Wallace's work in television was varied, including directing episodes of the cult TV series Max Headroom; the 1980s revival of The Twilight Zone; and Baywatch. At the height of television film popularity in the 1990s, Wallace directed several notable films, including an adaptation of the Vincent Bugliosi novel, And the Sea Will Tell (1991), The Comrades of Summer (1992), Steel Chariots (1997), and The Spree (1998).

In 1983, he co-wrote a second draft of the film adaptation of the 1980 novel The Ninja with Carpenter.

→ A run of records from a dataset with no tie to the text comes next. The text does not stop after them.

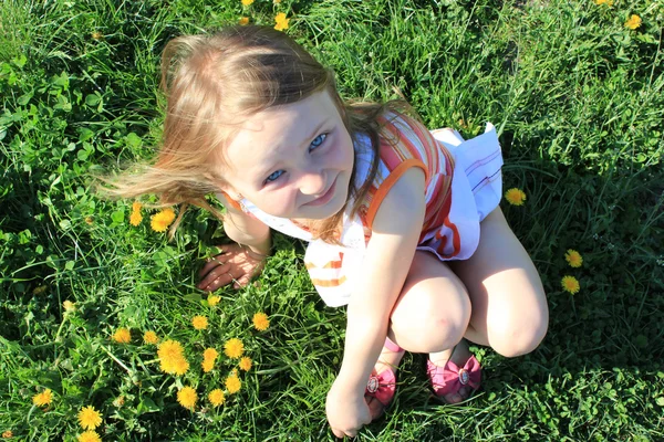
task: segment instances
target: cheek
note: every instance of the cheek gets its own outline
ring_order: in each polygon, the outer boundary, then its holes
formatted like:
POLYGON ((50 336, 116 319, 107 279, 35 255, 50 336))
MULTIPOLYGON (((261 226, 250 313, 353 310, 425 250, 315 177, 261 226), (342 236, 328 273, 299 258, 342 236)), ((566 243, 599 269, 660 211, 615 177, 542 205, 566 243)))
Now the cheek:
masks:
POLYGON ((294 192, 290 187, 284 187, 261 196, 260 206, 256 204, 266 213, 273 217, 288 218, 294 207, 294 192))

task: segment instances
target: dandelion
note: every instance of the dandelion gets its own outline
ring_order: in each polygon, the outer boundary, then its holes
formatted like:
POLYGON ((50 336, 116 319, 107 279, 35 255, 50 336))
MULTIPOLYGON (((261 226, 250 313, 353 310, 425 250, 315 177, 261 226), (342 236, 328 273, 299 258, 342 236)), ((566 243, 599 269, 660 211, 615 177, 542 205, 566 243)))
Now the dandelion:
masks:
POLYGON ((205 351, 203 352, 204 359, 215 360, 215 359, 217 359, 217 356, 219 356, 219 351, 215 350, 214 348, 206 348, 205 351))
POLYGON ((579 293, 579 290, 581 290, 579 280, 577 280, 574 276, 563 276, 560 283, 562 284, 562 288, 572 295, 579 293))
POLYGON ((102 442, 102 438, 94 431, 86 431, 79 434, 76 438, 79 442, 102 442))
POLYGON ((277 14, 277 17, 274 17, 274 22, 277 23, 277 24, 274 24, 274 29, 277 31, 284 31, 284 30, 287 30, 289 21, 290 21, 290 19, 286 18, 286 13, 279 12, 277 14))
POLYGON ((581 264, 583 264, 583 257, 581 257, 581 253, 573 249, 568 250, 568 252, 564 254, 564 259, 572 267, 580 267, 581 264))
POLYGON ((512 206, 523 206, 526 193, 521 189, 515 187, 505 192, 505 199, 512 206))
POLYGON ((270 319, 268 319, 268 315, 262 312, 255 314, 251 320, 253 322, 253 327, 259 332, 267 330, 270 326, 270 319))
POLYGON ((226 378, 226 389, 228 390, 228 394, 237 393, 240 391, 241 387, 242 381, 236 375, 230 375, 226 378))
POLYGON ((185 387, 177 392, 177 401, 179 404, 189 410, 194 409, 197 400, 198 394, 196 394, 196 390, 191 387, 185 387))
POLYGON ((152 215, 149 225, 155 232, 165 232, 173 221, 175 221, 175 212, 173 209, 166 208, 152 215))
POLYGON ((167 339, 159 344, 157 356, 164 372, 181 376, 189 370, 189 362, 185 358, 183 346, 177 340, 167 339))
POLYGON ((62 308, 64 308, 65 312, 72 313, 76 311, 76 305, 68 299, 62 303, 62 308))
POLYGON ((216 388, 208 394, 208 400, 215 407, 219 407, 226 401, 226 397, 224 396, 224 391, 220 388, 216 388))
POLYGON ((205 316, 194 316, 191 318, 191 325, 197 330, 205 330, 207 328, 207 318, 205 316))
POLYGON ((141 212, 132 212, 132 214, 129 215, 129 224, 132 224, 133 227, 137 227, 138 224, 141 224, 141 221, 143 221, 143 215, 141 214, 141 212))
POLYGON ((145 344, 157 344, 159 341, 159 337, 156 333, 149 330, 143 334, 143 341, 145 344))
POLYGON ((215 359, 204 359, 200 362, 200 367, 203 368, 203 372, 210 372, 215 368, 215 359))
POLYGON ((46 388, 41 393, 37 393, 32 397, 32 403, 34 403, 37 407, 48 406, 52 400, 53 393, 51 392, 50 388, 46 388))
POLYGON ((625 28, 636 29, 641 27, 641 17, 632 14, 627 21, 625 21, 625 28))
POLYGON ((251 358, 245 356, 242 359, 240 359, 238 367, 240 367, 240 370, 249 371, 251 369, 251 358))
POLYGON ((132 341, 132 334, 125 327, 120 327, 112 336, 113 340, 118 344, 129 344, 132 341))
POLYGON ((83 407, 79 411, 79 423, 83 430, 94 430, 102 424, 102 417, 94 407, 83 407))
POLYGON ((228 339, 224 345, 224 352, 231 359, 237 359, 245 352, 245 345, 238 338, 228 339))
POLYGON ((40 285, 39 287, 35 287, 32 291, 33 295, 41 295, 42 293, 44 293, 46 291, 46 288, 49 288, 46 285, 40 285))

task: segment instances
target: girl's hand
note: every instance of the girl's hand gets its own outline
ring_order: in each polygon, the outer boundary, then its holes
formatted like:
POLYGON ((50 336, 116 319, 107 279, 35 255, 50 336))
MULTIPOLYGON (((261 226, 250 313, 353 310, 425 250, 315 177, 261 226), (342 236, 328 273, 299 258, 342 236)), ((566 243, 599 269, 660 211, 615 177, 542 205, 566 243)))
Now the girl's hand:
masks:
POLYGON ((349 391, 339 382, 339 379, 334 381, 328 392, 325 412, 330 428, 338 438, 344 435, 354 438, 363 425, 371 423, 371 413, 364 394, 354 394, 349 391))
POLYGON ((198 272, 198 288, 203 291, 214 292, 230 283, 234 283, 234 288, 243 287, 264 267, 267 255, 256 253, 245 245, 225 244, 219 249, 221 253, 209 259, 198 272))

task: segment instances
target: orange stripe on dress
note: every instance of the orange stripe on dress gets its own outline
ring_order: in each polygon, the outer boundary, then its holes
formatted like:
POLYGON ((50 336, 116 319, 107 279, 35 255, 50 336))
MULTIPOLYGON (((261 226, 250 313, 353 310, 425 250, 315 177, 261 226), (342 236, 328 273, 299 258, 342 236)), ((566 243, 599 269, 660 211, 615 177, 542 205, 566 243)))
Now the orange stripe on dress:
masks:
POLYGON ((346 277, 342 276, 340 278, 334 278, 334 280, 318 280, 318 278, 311 278, 311 283, 313 285, 318 285, 319 287, 338 287, 341 284, 345 283, 346 277))
POLYGON ((408 170, 412 167, 421 168, 424 171, 425 180, 428 180, 428 171, 426 170, 426 167, 424 166, 424 164, 421 160, 411 158, 411 159, 405 160, 401 165, 398 165, 396 167, 396 169, 394 169, 392 171, 392 173, 390 173, 390 176, 387 176, 385 181, 383 181, 383 183, 376 191, 374 199, 371 201, 371 206, 369 207, 369 210, 366 211, 366 223, 370 229, 372 228, 373 220, 378 211, 378 208, 381 207, 381 204, 383 203, 383 200, 390 192, 390 189, 392 189, 392 187, 402 177, 402 175, 404 175, 406 172, 406 170, 408 170))

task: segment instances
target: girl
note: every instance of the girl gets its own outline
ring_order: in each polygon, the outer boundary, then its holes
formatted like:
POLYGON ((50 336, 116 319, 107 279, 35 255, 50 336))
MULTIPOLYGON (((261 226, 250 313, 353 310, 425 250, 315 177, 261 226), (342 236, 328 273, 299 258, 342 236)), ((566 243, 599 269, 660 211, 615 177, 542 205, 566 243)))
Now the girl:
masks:
POLYGON ((344 104, 331 71, 262 27, 175 39, 162 73, 158 158, 115 193, 212 212, 205 197, 218 196, 236 243, 203 267, 205 291, 245 286, 262 269, 270 229, 309 241, 313 285, 328 305, 347 304, 326 399, 335 435, 382 414, 404 350, 428 354, 435 393, 456 403, 479 386, 464 338, 508 357, 541 341, 546 297, 498 208, 491 125, 464 141, 429 133, 403 103, 344 104))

In 1986, he performed the title song of Carpenter's film Big Trouble in Little China as part of the band The Coup de Villes, alongside director John Carpenter and another director friend, Nick Castle.

==Personal life==
Wallace is divorced from actress Nancy Kyes, with whom he has two children. He still lives in California and continues to write.

==Filmography==
===Film===

| Year | Title | Director | Writer |
| 1982 | Amityville II: The Possession | No | Yes |
| 1982 | Halloween III: Season of the Witch | Yes | Yes |
| 1988 | Aloha Summer | Yes | No |
| Fright Night Part 2 | Yes | Yes |
| 1989 | Far from Home | No | Yes |
| 2002 | Vampires: Los Muertos | Yes | Yes |
| 2013 | Helliversity | Yes | Yes |

Acting credits

| Year | Title | Role |
|---|---|---|
| 1978 | Halloween | Michael Myers (closet scene) |
| 1980 | The Fog | Ghost |
| 1982 | Halloween III: Season of the Witch | Silver Shamrock Commercial Announcer (Voice role) |
| 1986 | The Boy Who Could Fly | The Coupe de Villes |
| 2002 | Vampires: Los Muertos | Scared Guy |
| 2011 | The Fields | Hotel Bar Patron #4 |
| 2021 | Pennywise: The Story of It | Himself |

Other credits

| Year | Title | Role |
| 1974 | Dark Star | Associate art director |
| 1976 | Assault on Precinct 13 | Sound effects and art director |
| 1978 | Halloween | Editor and production designer |
| 1980 | The Fog |
| 1986 | Big Trouble in Little China | 2nd unit director |
| 2011 | The Fields | Associate producer |

===Television===

| Year | Title | Director | Writer | Notes |
| 1985–1986 | The Twilight Zone | Yes | Yes | Directed episodes "Dreams for Sale" and "Little Boy Lost"; Wrote and directed episode "The Leprechaun-Artist" |
| 1987 | Max Headroom | Yes | No | 2 episodes |
| 1989 | Tour of Duty | Yes | No | Episode "Nightmare" |
| CBS Summer Playhouse | Yes | No | Episode "Outpost" |
| A Peaceable Kingdom | Yes | No | Episode "Elephant" |
| Baywatch | Yes | No | Episode "Cruise Ship" |
| 1990 | Stephen King's It | Yes | Yes | Miniseries |
| 1995–1996 | Flipper | Yes | No | 3 episodes |

TV movies

| Year | Title | Director | Writer |
| 1990 | El Diablo | No | Yes |
| 1991 | And the Sea Will Tell | Yes | No |
| 1992 | The Comrades of Summer | Yes | No |
| Danger Island | Yes | No |
| 1994 | Witness to the Execution | Yes | No |
| Green Dolphin Beat | Yes | No |
| 1996 | Born Free: A New Adventure | Yes | No |
| Once You Meet a Stranger | Yes | Yes |
| 1997 | Steel Chariots | Yes | No |
| 1998 | The Spree | Yes | No |
| Final Justice | Yes | No |
| 2004 | 12 Days of Terror | No | Yes |

==Awards==

| Year | Result | Award | Category/Recipient(s) |
|---|---|---|---|
| 1981 | Nominated | Saturn Award | Best Special Effects for The Fog Shared with: Richard Albain James F. Liles |
| 1991 | Won | ACE Award | Writing a Movie or Miniseries for El Diablo Shared with: John Carpenter Bill Phillips |
| 1989 | Nominated | International Fantasy Film Award | Best Film for Fright Night Part 2 |

==Bibliography==
- "The Devil (and Dino) Made Him Do It!" by Lee Gambin, Fangoria magazine No. 317, October 2012, pages 58–59. 97. Interview of screenwriter Tommy Lee Wallace regarding his scripting of Amityville II: The Possession. Three-page article has five photos, one of Wallace.